Bayraktar, yazılı açıklamasında, 1 Eylül 2020’de başlayan balık avcılığı sezonunun tüm denizlerde trol ve gırgır ağları ile avcılık yapan balıkçılar için yarın sona ereceğini ve av yasağının 1 Eylül 2021’e kadar devam edeceğini anımsattı.
Bu süreçte isteyen balıkçıların, karasularının bitişiğindeki uluslararası sularda ve su ürünleri avcılık tebliğiyle getirilen düzenlemelere uyulması şartıyla uzatma ağlarıyla avcılık yapabileceği bilgisini veren Bayraktar, “Su ürünleri avcılığı konusunda bilinçli ve duyarlı vatandaşlarımızın yasak olan avcılık faaliyetlerini gördüklerinde il ve ilçe müdürlüklerimize ya da jandarmaya bildirerek, su ürünlerinin sürdürülebilirliğinin sağlanmasına katkıda bulunmaları gerekmektedir.
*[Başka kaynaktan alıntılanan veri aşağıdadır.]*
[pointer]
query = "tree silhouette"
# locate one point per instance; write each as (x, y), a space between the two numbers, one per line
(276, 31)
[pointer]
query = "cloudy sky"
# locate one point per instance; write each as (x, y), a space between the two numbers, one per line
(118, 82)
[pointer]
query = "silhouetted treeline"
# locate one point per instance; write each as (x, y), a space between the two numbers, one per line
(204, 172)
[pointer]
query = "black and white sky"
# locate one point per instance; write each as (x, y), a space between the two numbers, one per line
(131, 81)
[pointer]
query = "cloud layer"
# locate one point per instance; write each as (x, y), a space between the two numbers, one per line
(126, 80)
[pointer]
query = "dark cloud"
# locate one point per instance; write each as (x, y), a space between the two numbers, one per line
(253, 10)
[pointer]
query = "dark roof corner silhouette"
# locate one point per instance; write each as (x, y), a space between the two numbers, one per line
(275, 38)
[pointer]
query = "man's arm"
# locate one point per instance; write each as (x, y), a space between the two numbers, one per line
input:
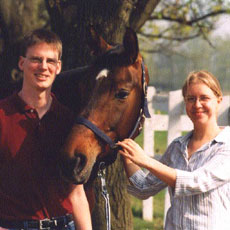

Balık alırken boy yasağına aykırı avlanmış küçük balık satışına, av yasağı süresince yasak olan türlerin satışına ve balık satış yerlerinde asgari hijyen şartlarına uyulup uyulmadığına dikkat ederek balık alınması gerekmektedir.” değerlendirmesinde bulundu.
Bayraktar, su ürünleri avcılığının son yıllarda azalma gösterdiğini, 2010 yılında 485 bin 939 ton olan üretimin 2020 yılında 363 bin 168 tona gerilediğini ifade ederek, yeteli altyapı olmadığı için ülkede açık deniz balıkçılığı yapılamadığını ve bu nedenle de av baskısının kıyılarda yoğunlaştığını kaydetti.
“Balıkçılık sektörüne yönelik tesisler kurulmalı”
Su ürünleri avcılığının sürdürülebilirliği için yapılması gerekenlere de dikkati çeken Bayraktar, şu uyarıları sıraladı:
“Stokları koruyucu ve geliştirici yönde kontrol çalışmalarının artırılmasına öncelik verilmelidir. Su ürünleri avcılığı yapan tüm balıkçılarımızın sürdürülebilir avcılığın sağlanabilmesi için uygulanan av yasaklarına titizlikle uymaları, balık boyu, zaman, derinlik, mesafe ve av araçları ile ilgili düzenlemeler ve yasaklara riayet etmeleri, kendi geleceklerini tehlikeye atmamaları gerekmektedir. Sürdürülebilir su ürünleri üretimi ülkemizde ana politika olmalı ve bu politika çerçevesinde gerekli stratejiler ile kısa, orta ve uzun vadeli eylem planları ve hedefler belirlenmelidir. Sektörün gelişmesi için destek ve teşviklere ihtiyaç vardır. Kaynakların rasyonel kullanılabilmesi için su ürünleri eğitim merkezleri kurularak, eğitimler yapılmalı ve Ar-Ge çalışmaları desteklenmelidir. Su ürünleri sektöründe örgütlenme yapısı mutlaka güçlendirilmelidir. Balıkçılıkta arz-talep dengesi oluşturularak, sürdürülebilir balıkçılığın sağlanması gerekmektedir. Balıkçılık sektöründeki ürünlere yönelik dondurma, tuzlama, konserve ve paketleme ünitesi içeren işleme tesislerinin kurulması ekonomik anlamda sektöre katkı sağlayacaktır.”